All great actors deserve the great swan song role.  Henry Fonda had On Golden Pond.  John Wayne had The Shootist.  Orsen Welles had Tramsformers: The Movie.  We all hoped Harrison Ford would take the opportunity to play Indiana Jones one last time and run with it.  And he did.  Right into a wall.  While the book on Ford’s career remains cautiously open for a bit longer, it seems as if his great finale may be as part of paint-by-numbers, psuedo-romantic comedy.  Morning Glory doesn’t reinvent anything, but it provides Ford with a character which embodies the perceptions of the actor head on, that of a cantankerous has been, too bored and worn out on his profession, forced to show one last time that he should never be counted down or out.

Getting top billing here is actually Rachel McAdams, the gorgeous almost starlet who seems too smart to become part of the Hollywood machinery.  Almost a headliner after the success of The Notebook, McAdams instead drew back and let stardom pass by.  She’s entered the game again and Morning Glory was suppsoed to herald her return, instead it withered on the vine and died an ugly box office death.  McAdams has the standard but well played partof plucky, can-do career gal, determined to overcome obstacles and achieve career and personal success.  She should be wise to avoid parts like this in the future though.  Kathrine Heigl does this all the time and now most people want her poisoned.  McAdam’s is a small time TV producer charged with revitalizing a dying network morning show.  In a moment of genius/stupidity, she brings on Ford’s acidic and unwieldingly cranky anchorman, an old fashioned bastard who thinks news should be nothing but meaningful and hardhitting, at complete odds with the format of morning talk pablum.  The two enter a battle of wills which feels more meaningful than it has any right to, largely impart to McAdams winning screen presence and Ford’s convincing nasty streak.  Instead of a movie which builds up to the well worn romantic climax, it aims for a professional one.  One where two people who work together achieve mutual respect for each other, and the all that love crap takes a back seat.

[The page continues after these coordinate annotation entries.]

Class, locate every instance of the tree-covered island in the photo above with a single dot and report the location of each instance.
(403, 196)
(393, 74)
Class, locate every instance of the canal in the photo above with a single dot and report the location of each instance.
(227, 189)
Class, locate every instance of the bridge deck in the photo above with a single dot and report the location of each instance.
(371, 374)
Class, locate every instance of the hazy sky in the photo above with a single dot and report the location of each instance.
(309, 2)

People have been bitching about Harrison Ford for years now.  He’s old.  He doesn’t care.  He rarely works and has nothing to prove, openly showing contempt for acting on occasion.  All possibly true but with his part in Morning Glory Ford stares squarely into the eyes of his critics and says ‘Shove it.  I’m Harrison Ford dammit.  Now get off my plane.’  His aging news anchor is an extension of himself, an old timer with the need to prove nothing to no one and simply will not cater to the gods of lower standards and expecations.  Maybe it makes him a prick but he’s a prick with ethics, no matter how buried they are under arrogance.  Ford shines so brightly with his simmering , aging rancor that he winds up putting the entire movie into his pocket and walks away with it.  Morning Glory is in most ways as routine as they come, but Ford elevates it to such a degree that anyone who has ever held an favorable opinion about the man should consider it a must see.  When history looks back on him after he’s gone, looking at his body of work and finding the great unsung pieces, Morning Glory will come up in conversation and be noticed.

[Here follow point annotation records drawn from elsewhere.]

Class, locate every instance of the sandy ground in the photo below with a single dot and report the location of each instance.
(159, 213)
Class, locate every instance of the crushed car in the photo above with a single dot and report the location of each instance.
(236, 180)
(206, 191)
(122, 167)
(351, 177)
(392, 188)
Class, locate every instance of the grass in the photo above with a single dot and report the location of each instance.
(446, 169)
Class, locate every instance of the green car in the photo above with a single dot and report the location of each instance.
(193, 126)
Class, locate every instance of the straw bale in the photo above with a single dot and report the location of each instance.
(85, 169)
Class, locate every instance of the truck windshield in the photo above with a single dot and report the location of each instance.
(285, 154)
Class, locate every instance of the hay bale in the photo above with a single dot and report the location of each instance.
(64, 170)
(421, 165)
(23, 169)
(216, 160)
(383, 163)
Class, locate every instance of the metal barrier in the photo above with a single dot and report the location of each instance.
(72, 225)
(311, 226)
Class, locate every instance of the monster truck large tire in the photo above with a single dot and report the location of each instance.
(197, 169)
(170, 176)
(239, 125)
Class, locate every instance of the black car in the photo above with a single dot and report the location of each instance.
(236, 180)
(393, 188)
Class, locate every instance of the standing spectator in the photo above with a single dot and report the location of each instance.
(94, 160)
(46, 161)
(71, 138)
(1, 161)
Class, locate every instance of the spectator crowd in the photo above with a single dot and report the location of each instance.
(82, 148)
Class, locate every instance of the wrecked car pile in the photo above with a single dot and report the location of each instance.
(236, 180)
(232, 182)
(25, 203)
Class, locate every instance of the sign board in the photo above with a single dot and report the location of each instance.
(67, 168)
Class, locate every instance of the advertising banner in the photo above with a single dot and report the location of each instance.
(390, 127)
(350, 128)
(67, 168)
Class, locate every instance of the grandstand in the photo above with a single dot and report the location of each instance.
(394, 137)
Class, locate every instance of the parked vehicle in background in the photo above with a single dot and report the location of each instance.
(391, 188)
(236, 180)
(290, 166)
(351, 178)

Aside from Ford there isn’t a great deal to dwell on.  McAdams holds her own against the aging titan in a part which she elevates from the routine.  Her beauty is still matched by few and her lack of larger success in mainstream features remains odd.  But all the same we’ve seen this role more than enough times.  Diane Keaton is here in a part which should’ve squared off with Ford a bit more.  Her’s is an okay but under served role.  She and Ford deserve a climax which isn’t readily supplied, only hinted at.  Lots of other recognizable heads in the cast, all being amiable and pleaseant to watch.

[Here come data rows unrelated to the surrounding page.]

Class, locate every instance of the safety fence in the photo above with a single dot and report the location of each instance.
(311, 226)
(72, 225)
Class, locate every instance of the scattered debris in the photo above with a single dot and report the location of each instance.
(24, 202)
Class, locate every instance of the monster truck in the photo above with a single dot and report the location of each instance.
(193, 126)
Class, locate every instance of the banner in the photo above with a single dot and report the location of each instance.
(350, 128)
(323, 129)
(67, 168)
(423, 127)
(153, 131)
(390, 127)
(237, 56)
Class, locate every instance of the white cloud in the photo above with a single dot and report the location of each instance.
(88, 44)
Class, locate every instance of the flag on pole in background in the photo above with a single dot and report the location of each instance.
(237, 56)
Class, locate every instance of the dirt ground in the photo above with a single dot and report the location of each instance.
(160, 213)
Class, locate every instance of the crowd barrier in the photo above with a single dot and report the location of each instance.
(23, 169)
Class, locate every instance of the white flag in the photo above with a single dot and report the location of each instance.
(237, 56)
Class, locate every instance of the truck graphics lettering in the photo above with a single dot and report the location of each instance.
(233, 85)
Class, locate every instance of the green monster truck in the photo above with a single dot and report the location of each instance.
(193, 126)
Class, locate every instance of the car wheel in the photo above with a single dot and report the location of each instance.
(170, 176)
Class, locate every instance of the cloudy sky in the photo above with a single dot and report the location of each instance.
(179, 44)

Amputate Ford from Morning Glory and we aren’t having much of a conversation.  Without him it’s just another programmer for the double X chromosome crowd.  But alas, he is here and we are talking.  Thanks to his self-deprecating and confessional performance, Glory is elevated notches above where it deserves to be.  It achieves a consistant streak of minor achievements which add up to a winning experience.  Those who choose to ignore it in theaters would be wise to give it, and Ford, a look.  Afterwards you may not be so quick to dismiss that which you feel is over and done with.